Nazarov reaction: Development towards asymmetric cyclopentannelation using chiral auxiliaries and metal catalysis

Five-membered rings are common structural motifs in many important natural products. In general, the synthesis of highly functionalized five-membered rings, particularly with stereocontrol, is not as highly developed as that for six-membered rings. Thus, the pursuit of new methodologies towards this end is of great importance in synthetic chemistry. While there are several strategies for making five-membered rings, the Nazarov reaction is one that is particularly efficient in installing multiple stereogenic centers through a single operation. This thesis describes some recent progress for this reaction.;In Chapter 1, the Nazarov reaction is introduced.

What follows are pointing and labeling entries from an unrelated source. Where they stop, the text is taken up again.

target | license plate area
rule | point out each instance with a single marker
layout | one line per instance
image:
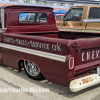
(98, 70)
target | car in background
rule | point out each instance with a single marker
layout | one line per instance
(59, 17)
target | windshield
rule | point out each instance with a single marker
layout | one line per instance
(74, 14)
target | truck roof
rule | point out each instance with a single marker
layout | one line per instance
(24, 6)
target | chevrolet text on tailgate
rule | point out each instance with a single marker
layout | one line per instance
(68, 55)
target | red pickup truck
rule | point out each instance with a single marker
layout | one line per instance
(37, 45)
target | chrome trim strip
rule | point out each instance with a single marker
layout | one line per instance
(2, 17)
(35, 52)
(91, 20)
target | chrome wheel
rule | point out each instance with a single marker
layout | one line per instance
(31, 68)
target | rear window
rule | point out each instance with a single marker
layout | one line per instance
(94, 12)
(32, 18)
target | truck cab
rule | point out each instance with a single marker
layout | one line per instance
(84, 19)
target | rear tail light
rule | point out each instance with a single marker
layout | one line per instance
(71, 63)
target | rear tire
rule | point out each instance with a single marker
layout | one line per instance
(32, 70)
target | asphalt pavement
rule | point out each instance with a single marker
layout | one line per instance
(16, 85)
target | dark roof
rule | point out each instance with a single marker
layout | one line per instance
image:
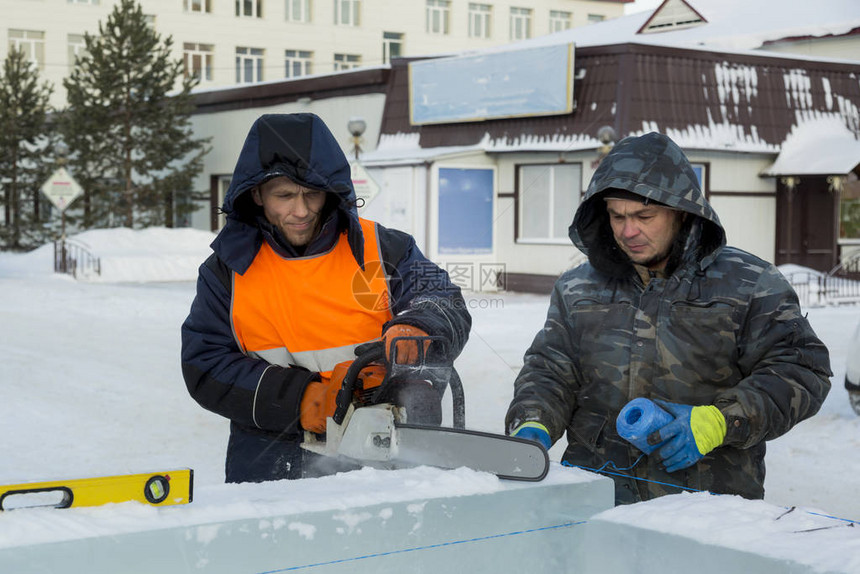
(746, 99)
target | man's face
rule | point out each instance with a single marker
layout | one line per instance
(295, 210)
(644, 232)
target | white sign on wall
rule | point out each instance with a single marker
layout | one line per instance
(61, 189)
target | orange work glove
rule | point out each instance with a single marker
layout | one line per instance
(407, 351)
(319, 400)
(312, 411)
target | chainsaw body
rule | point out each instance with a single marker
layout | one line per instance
(388, 415)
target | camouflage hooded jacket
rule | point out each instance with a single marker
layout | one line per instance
(724, 328)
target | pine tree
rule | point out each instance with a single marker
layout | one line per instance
(23, 140)
(128, 125)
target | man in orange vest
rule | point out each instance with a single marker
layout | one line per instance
(297, 282)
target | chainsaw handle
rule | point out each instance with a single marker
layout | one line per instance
(373, 352)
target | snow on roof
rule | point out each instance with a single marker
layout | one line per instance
(819, 147)
(731, 25)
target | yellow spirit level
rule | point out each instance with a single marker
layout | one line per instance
(158, 489)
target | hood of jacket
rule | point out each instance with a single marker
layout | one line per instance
(654, 167)
(301, 148)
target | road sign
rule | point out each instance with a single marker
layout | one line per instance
(365, 186)
(61, 189)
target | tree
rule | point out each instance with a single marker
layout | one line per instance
(128, 126)
(23, 141)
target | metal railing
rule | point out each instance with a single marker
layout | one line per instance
(75, 259)
(839, 286)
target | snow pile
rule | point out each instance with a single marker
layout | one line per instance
(125, 255)
(92, 387)
(748, 525)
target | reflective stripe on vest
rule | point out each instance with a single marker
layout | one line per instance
(311, 311)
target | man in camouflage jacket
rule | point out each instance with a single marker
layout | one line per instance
(713, 327)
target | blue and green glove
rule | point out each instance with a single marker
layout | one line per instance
(533, 431)
(695, 432)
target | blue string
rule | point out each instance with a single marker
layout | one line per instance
(641, 456)
(833, 517)
(612, 465)
(428, 547)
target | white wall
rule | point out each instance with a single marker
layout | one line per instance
(749, 220)
(274, 34)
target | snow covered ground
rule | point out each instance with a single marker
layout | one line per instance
(92, 386)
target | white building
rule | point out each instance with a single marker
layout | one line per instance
(229, 42)
(485, 193)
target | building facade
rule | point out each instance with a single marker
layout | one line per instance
(227, 42)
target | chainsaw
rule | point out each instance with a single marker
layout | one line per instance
(388, 415)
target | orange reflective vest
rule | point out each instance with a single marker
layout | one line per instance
(311, 311)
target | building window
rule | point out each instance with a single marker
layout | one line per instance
(480, 16)
(346, 12)
(559, 21)
(548, 196)
(392, 46)
(521, 23)
(77, 47)
(198, 6)
(198, 60)
(297, 63)
(346, 61)
(249, 8)
(849, 209)
(299, 11)
(438, 16)
(249, 65)
(30, 42)
(466, 211)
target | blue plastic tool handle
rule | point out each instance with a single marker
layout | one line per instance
(639, 418)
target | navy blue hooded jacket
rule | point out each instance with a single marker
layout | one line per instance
(261, 402)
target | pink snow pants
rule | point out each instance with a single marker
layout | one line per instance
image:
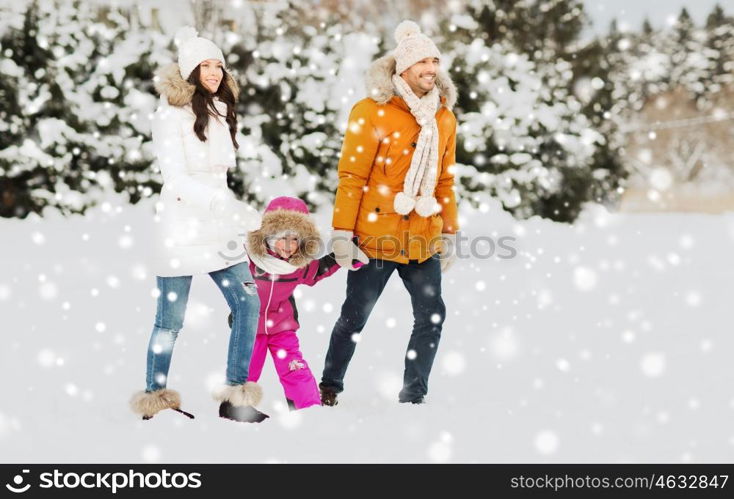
(296, 377)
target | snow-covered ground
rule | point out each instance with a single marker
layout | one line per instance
(607, 341)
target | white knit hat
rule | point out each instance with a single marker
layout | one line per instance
(413, 46)
(193, 49)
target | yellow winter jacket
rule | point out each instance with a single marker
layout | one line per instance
(375, 158)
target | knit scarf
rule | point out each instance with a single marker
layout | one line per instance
(420, 182)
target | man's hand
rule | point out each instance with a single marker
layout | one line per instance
(345, 250)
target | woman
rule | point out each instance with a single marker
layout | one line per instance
(200, 223)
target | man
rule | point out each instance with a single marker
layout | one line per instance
(396, 196)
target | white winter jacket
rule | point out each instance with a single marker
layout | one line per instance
(191, 237)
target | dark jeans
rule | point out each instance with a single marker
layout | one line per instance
(364, 286)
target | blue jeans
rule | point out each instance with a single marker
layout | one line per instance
(238, 288)
(364, 286)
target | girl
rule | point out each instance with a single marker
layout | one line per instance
(200, 222)
(282, 257)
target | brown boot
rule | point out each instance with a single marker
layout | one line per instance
(328, 396)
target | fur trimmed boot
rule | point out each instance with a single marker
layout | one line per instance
(238, 401)
(148, 404)
(328, 395)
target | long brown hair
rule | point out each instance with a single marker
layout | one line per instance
(202, 103)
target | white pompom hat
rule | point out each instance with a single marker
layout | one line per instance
(413, 46)
(192, 49)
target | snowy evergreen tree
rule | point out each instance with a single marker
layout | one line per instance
(523, 133)
(72, 109)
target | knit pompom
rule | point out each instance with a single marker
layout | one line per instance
(426, 206)
(406, 29)
(183, 34)
(403, 203)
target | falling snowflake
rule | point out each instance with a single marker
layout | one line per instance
(653, 364)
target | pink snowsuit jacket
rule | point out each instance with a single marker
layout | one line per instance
(278, 311)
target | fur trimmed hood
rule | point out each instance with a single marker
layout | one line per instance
(380, 87)
(170, 84)
(279, 221)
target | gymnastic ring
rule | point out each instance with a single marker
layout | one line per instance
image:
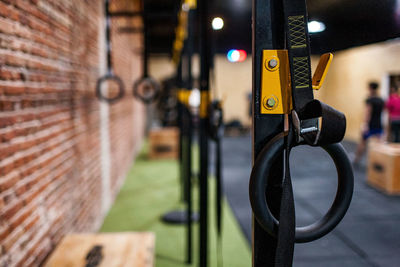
(259, 181)
(110, 77)
(147, 99)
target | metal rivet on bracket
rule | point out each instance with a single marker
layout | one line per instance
(270, 102)
(272, 64)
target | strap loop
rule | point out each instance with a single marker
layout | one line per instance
(325, 125)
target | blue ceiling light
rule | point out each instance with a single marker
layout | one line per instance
(316, 26)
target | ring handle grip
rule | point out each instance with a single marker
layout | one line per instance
(117, 80)
(259, 181)
(146, 97)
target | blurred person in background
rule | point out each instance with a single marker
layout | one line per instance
(372, 125)
(393, 107)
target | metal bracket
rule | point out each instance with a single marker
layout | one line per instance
(275, 83)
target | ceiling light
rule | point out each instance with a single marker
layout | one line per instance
(217, 23)
(237, 55)
(316, 26)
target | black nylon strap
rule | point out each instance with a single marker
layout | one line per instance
(287, 222)
(333, 125)
(219, 197)
(298, 45)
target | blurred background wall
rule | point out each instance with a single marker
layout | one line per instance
(345, 87)
(63, 154)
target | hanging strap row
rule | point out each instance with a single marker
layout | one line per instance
(315, 122)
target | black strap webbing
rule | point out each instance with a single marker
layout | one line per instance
(333, 125)
(298, 45)
(219, 197)
(287, 222)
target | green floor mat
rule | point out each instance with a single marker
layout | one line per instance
(152, 189)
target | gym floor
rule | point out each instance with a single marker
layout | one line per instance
(369, 235)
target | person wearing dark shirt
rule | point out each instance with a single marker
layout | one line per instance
(393, 107)
(373, 120)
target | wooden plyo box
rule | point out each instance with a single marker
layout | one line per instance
(384, 167)
(117, 250)
(164, 143)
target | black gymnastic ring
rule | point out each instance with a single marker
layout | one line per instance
(259, 181)
(110, 77)
(153, 96)
(216, 123)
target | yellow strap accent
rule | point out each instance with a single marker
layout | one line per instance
(322, 70)
(191, 3)
(183, 96)
(204, 103)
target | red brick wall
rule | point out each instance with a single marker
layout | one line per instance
(51, 144)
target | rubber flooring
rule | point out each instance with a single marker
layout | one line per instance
(369, 235)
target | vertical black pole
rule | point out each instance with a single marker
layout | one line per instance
(189, 87)
(145, 39)
(268, 33)
(204, 90)
(179, 85)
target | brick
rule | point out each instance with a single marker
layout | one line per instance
(9, 212)
(49, 124)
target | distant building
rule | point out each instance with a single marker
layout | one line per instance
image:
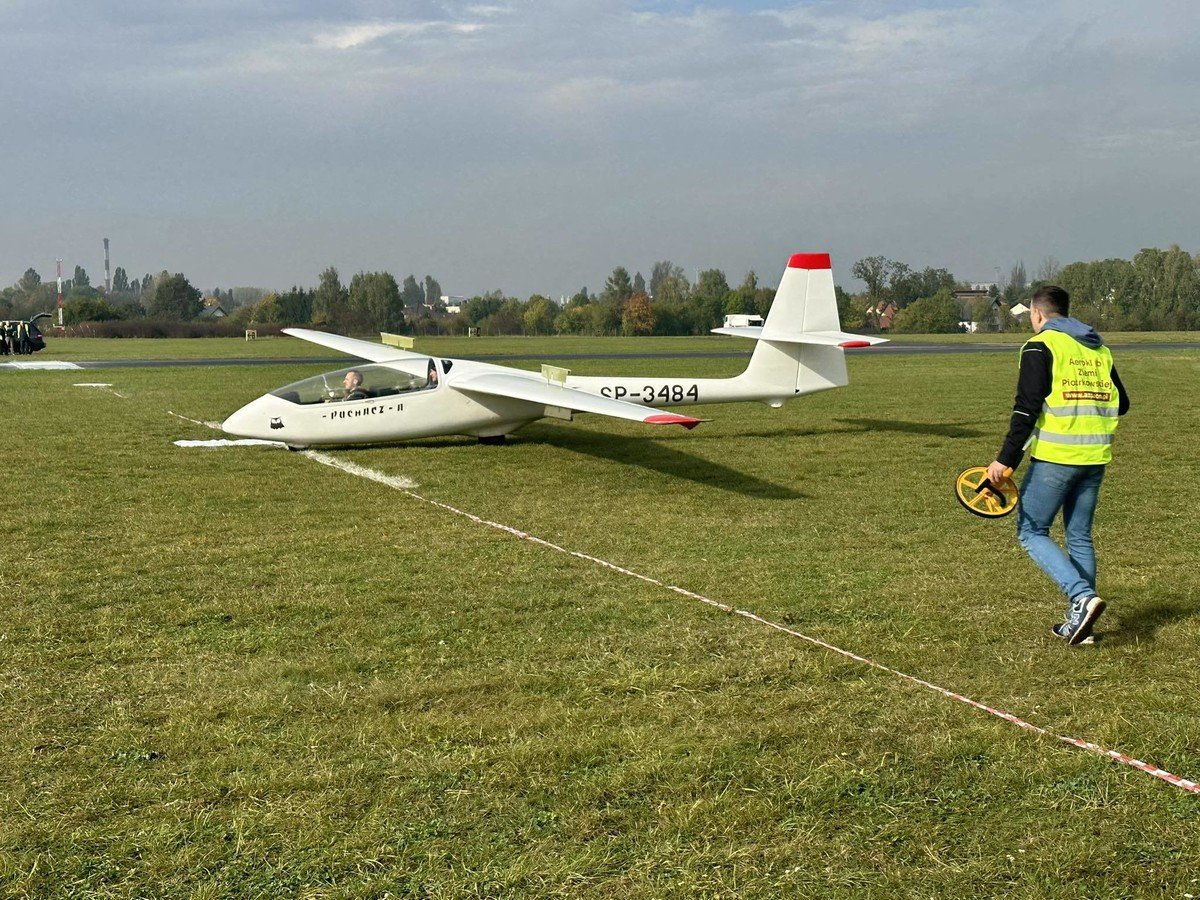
(883, 313)
(743, 321)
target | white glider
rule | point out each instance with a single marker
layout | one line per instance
(401, 395)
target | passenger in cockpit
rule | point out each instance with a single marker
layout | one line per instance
(353, 384)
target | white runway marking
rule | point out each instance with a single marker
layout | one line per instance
(1114, 755)
(405, 486)
(395, 483)
(40, 364)
(239, 442)
(215, 426)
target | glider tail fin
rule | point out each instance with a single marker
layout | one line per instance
(801, 345)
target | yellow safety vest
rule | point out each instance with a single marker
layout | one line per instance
(1080, 414)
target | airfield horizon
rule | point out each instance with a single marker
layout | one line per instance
(237, 673)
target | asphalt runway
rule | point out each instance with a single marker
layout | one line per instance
(901, 349)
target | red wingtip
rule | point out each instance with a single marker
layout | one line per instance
(809, 261)
(672, 419)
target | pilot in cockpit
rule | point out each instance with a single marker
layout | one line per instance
(353, 384)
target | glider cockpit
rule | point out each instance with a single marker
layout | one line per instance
(365, 382)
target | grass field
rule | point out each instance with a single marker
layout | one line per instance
(241, 673)
(75, 349)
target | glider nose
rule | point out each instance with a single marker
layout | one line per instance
(251, 421)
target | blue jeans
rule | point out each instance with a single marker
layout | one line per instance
(1047, 489)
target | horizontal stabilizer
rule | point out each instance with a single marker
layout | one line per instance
(821, 339)
(537, 390)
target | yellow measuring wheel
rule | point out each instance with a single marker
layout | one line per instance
(984, 498)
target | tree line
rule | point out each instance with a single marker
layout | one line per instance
(1158, 289)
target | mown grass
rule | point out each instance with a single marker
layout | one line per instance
(240, 673)
(75, 349)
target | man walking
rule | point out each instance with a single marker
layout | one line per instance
(1068, 399)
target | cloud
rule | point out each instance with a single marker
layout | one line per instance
(723, 126)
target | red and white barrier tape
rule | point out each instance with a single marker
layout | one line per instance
(1116, 756)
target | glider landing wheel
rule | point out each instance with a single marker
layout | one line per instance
(982, 497)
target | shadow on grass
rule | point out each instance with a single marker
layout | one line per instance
(941, 430)
(647, 454)
(856, 426)
(1141, 624)
(659, 456)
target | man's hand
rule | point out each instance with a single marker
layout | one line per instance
(997, 472)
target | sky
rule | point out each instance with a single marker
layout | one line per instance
(532, 147)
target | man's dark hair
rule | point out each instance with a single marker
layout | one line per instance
(1051, 300)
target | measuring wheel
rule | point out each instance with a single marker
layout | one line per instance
(982, 497)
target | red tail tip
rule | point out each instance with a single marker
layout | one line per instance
(672, 419)
(809, 261)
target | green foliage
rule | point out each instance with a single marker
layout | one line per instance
(29, 281)
(538, 316)
(291, 714)
(87, 305)
(330, 300)
(618, 286)
(478, 309)
(637, 316)
(375, 303)
(745, 299)
(432, 293)
(851, 310)
(411, 294)
(295, 306)
(669, 283)
(874, 271)
(931, 315)
(174, 298)
(708, 300)
(571, 321)
(267, 311)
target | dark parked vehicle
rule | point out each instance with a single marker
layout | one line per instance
(22, 337)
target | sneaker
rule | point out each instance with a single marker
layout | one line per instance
(1081, 616)
(1063, 633)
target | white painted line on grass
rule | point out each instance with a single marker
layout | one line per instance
(239, 442)
(1114, 755)
(215, 426)
(405, 486)
(40, 364)
(353, 468)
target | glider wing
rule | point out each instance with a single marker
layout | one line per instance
(498, 384)
(363, 349)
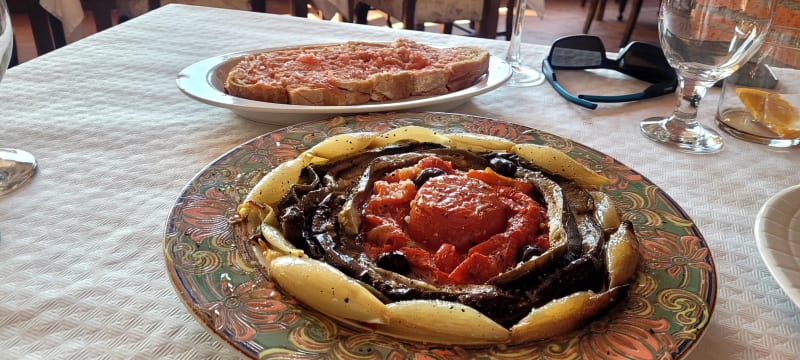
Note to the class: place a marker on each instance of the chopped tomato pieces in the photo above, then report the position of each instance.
(456, 228)
(447, 258)
(457, 210)
(476, 269)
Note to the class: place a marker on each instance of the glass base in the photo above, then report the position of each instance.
(523, 76)
(16, 168)
(740, 124)
(696, 140)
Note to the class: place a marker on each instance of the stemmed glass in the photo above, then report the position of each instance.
(522, 75)
(705, 41)
(16, 166)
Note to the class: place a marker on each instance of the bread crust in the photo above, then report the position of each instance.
(354, 73)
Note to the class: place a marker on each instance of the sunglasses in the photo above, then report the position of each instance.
(640, 60)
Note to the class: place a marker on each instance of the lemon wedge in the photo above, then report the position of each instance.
(772, 111)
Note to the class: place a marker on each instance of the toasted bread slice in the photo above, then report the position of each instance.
(355, 73)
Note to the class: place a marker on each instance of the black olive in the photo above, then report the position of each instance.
(394, 261)
(503, 166)
(529, 251)
(427, 174)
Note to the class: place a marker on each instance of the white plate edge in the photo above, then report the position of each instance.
(764, 238)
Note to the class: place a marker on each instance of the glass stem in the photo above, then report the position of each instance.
(513, 57)
(690, 93)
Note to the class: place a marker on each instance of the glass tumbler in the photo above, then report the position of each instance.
(761, 101)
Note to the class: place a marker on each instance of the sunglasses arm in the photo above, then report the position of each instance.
(614, 98)
(550, 75)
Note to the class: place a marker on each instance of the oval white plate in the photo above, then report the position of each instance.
(204, 81)
(777, 231)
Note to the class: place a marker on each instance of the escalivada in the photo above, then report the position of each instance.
(458, 239)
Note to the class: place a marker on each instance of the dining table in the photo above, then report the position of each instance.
(83, 272)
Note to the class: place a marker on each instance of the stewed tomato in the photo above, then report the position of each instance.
(457, 227)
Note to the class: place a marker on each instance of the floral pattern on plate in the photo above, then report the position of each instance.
(213, 268)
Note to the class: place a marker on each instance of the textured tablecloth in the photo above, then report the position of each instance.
(82, 272)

A mechanism of the reaction is first described and a discussion of recent advances follows. The recent advances are discussed in the context of new variations of the reaction and the pioneering work towards asymmetric cyclopentannelation.;In Chapter 2, we discuss how the synthesis and screening of a number of sugar-derived auxiliaries have paved the way to two superior chiral auxiliaries for the allene and the optimization of the reaction conditions for the Nazarov cyclization. The scope of each sugar-derived allene under the optimized conditions has been demonstrated through their reactions with a variety of morpholino enamides and in one case, an alpha,beta-unsaturated butyrolactone. Additionally, we report a more detailed, well-substantiated mechanistic hypothesis for the asymmetric allenyl ether Nazarov reaction that rationalizes the stereochemical outcome of our products. This model will aid in the design of simpler chiral allenyl ethers with non-sugar based scaffolds.;In Chapter 3, we describe a triply-convergent cyclopentannelation reaction. This work is an extension of an existing methodology developed by our group that expands the scope and versatility of our allenyl ether Nazarov reaction.;Lastly, in Chapter 4 we discuss ongoing work towards the development of a catalytic asymmetric Nazarov cyclization. Two approaches are described using alpha-alkoxy-substituted divinyl ketones. In the first approach, asymmetry is introduced through the use of chiral oxophilic Lewis acids. In the second approach, chiral ligands are employed as a means for transferring chiral information in our unique palladium(II)-catalyzed Nazarov reaction.